I’ve been asked to say why I think that this gene model looks wrong.
Firstly, the mRNA AF164113 has been submitted to two journals, but was never accepted. This is grounds to be very suspicious of the mRNA sequence to the extent that I do not trust it at all. This caused me to re-evaluate the gene model.
The BLAT_EST_BEST and BLAT_Caen_EST_BEST alignment data are sparse and so not at all conclusive, but there is no alignment to join the first three exons to the rest of the gene model.
The BLAT_NEMATODE data is similarly inconclusive, but there is again no overlap in alignments between the first three exons and the rest of the gene model.
The C. briggsae protein homology has an alignment at the initial three exons to BP:CBP19572 (CDS CBG19351) - this aligns the full length of the protein (198 aa). The rest of F58E6.1b aligns to the briggsae protein BP:CBP04512 (CDS CBG19363) - again this matches over the full extent of BP:CBP04512. The briggsae CDS CBG19351 is on contig cb25.fpc4126. The briggsae CDS CBG19363 is also on contig cb25.fpc4126, but is 40Kb upstream on the opposite strand: they are very definitely different gene in briggsae (assuming the briggsae assembly is correct). In C. remanei - the two matching proteins BP:CBP04512 (at the 5’ end) and RP:RP20407 (at the rest of the gene) are different genes (CDS cr01.sctg34.wum.21.1 on Crem_Contig34 and CDS cr01.sctg34.wum.22.1 on Crem_Contig34) but here the two gene are next to each other (with what looks like a small pseudogene between them). It is conceivable that these two remanei genes could be merged, but I think they are distinct. What do you think?

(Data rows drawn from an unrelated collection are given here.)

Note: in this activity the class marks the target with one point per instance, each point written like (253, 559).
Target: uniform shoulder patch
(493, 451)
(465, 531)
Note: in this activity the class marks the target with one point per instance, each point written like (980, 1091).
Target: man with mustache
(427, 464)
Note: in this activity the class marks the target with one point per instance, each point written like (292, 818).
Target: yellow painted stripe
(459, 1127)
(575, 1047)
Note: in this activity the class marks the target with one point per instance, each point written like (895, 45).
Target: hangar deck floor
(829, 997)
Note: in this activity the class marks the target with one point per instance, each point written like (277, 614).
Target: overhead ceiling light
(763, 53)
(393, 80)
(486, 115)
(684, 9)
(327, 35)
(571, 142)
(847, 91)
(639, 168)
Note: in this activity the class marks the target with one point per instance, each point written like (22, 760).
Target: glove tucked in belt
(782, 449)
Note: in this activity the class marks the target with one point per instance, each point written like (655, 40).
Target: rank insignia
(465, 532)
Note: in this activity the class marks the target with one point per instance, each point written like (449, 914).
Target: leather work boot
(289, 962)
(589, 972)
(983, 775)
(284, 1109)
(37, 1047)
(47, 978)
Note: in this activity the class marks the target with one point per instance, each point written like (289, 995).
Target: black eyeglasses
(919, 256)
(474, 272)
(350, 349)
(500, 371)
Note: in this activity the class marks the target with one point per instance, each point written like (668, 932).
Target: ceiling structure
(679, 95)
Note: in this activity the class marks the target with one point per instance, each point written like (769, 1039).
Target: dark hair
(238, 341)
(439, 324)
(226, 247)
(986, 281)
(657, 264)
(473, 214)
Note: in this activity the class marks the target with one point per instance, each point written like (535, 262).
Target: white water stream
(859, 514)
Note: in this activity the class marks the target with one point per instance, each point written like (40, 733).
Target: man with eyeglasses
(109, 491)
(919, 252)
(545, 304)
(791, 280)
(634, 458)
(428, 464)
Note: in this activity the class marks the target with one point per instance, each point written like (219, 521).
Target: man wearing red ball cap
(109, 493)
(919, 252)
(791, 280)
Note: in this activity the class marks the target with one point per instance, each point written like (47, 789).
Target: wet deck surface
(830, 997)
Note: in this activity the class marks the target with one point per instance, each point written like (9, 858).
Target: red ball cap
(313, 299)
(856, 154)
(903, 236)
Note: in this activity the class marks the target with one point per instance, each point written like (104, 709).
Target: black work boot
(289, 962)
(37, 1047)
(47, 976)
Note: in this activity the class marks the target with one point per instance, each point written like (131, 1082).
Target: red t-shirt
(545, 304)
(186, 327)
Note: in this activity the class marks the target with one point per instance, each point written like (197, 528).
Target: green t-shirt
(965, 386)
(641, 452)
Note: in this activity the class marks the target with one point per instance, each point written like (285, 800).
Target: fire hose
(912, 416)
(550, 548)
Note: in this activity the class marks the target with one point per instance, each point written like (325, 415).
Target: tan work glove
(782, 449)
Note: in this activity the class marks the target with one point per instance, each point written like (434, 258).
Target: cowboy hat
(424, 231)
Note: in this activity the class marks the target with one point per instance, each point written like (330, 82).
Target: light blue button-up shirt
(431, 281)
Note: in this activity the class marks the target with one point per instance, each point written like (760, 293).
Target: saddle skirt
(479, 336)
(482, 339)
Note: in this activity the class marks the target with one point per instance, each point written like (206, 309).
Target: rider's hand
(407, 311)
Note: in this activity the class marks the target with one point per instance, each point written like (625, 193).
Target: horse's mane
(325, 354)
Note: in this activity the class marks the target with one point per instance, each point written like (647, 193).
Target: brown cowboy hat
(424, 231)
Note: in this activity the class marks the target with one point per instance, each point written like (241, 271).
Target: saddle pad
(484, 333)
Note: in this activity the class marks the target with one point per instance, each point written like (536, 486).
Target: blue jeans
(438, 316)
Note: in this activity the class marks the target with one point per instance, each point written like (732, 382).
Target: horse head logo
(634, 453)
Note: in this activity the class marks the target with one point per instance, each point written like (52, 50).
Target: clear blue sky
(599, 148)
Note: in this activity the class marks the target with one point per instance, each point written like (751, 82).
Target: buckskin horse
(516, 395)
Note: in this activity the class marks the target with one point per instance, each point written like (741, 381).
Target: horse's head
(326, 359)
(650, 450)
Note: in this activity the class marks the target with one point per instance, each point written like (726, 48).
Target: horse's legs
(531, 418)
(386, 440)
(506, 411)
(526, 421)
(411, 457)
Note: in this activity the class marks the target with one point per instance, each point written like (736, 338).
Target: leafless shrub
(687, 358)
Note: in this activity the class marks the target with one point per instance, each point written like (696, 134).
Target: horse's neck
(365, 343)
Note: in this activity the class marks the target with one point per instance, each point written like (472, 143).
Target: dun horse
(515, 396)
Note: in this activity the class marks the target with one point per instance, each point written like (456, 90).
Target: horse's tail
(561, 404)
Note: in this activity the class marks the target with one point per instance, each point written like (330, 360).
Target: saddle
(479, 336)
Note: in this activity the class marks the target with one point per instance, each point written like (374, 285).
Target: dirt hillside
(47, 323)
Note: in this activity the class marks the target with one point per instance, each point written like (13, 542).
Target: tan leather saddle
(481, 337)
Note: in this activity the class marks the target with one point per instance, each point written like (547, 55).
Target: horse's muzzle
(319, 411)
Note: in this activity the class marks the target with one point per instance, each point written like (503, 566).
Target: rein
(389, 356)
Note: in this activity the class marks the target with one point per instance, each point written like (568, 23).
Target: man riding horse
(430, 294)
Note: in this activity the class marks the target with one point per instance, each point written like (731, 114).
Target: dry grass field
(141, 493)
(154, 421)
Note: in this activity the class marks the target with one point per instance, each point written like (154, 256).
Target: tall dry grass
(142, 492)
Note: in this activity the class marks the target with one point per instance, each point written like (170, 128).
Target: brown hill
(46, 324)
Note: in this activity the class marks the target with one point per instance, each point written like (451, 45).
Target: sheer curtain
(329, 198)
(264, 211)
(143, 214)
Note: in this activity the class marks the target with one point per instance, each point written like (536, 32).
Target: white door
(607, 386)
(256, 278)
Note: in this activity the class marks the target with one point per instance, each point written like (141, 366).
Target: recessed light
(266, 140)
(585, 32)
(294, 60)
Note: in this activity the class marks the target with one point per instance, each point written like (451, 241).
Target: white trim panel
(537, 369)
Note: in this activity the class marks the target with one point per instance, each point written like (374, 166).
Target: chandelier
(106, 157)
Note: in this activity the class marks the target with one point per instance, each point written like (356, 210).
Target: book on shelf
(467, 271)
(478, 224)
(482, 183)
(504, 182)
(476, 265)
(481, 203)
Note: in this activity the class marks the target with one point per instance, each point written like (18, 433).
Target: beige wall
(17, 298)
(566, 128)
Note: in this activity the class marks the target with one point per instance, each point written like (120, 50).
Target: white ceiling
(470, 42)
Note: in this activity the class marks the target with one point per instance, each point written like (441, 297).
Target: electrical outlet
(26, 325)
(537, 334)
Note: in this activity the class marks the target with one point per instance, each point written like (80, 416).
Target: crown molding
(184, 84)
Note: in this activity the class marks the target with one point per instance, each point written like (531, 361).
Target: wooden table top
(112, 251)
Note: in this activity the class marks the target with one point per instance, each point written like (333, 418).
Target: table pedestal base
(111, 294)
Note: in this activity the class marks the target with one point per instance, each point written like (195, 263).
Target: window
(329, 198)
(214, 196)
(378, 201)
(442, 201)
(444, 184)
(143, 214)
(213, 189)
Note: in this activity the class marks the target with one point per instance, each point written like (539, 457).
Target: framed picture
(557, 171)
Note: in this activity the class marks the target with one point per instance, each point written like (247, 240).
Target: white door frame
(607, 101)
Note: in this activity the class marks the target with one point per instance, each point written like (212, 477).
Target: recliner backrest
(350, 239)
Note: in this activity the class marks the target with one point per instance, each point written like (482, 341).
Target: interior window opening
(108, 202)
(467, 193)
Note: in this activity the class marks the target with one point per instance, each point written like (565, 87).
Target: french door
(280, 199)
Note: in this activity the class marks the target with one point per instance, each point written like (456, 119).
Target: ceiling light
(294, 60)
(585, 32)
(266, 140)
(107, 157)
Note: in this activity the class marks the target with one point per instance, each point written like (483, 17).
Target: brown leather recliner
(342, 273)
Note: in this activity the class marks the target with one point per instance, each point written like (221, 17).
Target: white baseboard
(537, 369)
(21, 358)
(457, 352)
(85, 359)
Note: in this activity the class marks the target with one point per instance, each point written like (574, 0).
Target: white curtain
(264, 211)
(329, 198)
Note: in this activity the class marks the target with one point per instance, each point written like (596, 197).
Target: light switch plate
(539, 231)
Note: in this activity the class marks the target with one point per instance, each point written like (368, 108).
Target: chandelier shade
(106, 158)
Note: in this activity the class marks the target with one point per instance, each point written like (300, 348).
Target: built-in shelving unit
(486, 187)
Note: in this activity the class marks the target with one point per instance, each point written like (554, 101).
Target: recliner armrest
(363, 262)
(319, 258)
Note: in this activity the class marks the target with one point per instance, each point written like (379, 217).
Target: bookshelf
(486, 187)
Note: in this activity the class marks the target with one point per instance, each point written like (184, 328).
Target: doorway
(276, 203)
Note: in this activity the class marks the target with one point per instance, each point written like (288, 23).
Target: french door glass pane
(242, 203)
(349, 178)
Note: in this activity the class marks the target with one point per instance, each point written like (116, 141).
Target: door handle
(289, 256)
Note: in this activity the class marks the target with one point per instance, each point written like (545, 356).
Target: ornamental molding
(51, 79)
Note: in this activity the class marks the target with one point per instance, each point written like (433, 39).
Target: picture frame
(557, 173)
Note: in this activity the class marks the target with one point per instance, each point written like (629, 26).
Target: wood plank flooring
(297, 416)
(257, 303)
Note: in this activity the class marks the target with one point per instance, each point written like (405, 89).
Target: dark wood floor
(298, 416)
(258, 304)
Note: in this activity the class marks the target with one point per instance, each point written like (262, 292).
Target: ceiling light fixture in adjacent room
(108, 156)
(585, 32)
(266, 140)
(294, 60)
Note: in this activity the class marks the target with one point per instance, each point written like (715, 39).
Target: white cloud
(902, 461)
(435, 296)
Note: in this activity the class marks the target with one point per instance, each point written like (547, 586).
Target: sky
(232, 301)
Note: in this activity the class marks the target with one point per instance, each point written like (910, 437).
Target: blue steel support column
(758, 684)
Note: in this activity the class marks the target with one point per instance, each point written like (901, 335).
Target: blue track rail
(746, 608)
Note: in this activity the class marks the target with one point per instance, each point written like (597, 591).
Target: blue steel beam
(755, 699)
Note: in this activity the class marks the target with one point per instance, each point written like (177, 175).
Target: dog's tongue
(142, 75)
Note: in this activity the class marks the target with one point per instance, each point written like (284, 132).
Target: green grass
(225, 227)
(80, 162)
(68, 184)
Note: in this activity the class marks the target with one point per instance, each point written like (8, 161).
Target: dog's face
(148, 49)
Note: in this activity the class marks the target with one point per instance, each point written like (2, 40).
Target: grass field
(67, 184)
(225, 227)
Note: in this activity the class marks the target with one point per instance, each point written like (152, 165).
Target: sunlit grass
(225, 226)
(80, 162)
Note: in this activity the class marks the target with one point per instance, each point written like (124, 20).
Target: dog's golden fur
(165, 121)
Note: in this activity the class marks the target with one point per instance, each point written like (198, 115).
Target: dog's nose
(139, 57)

Excluding the mRNA data, all of the alignment data indicates that the third of the exons should be extended in line with the genefinder prediction F58E6.gc2 and should be split off to form a separate gene.
A Blast search of the protein product of F58E6.1b against the NCBI protein nr database shows (apart from self-matches and a match to the mRNA) a marked dichotomy between matches to a set of proteins with ring-finger domains at the start of the protein and matches to a set of signal transducer proteins towards the end.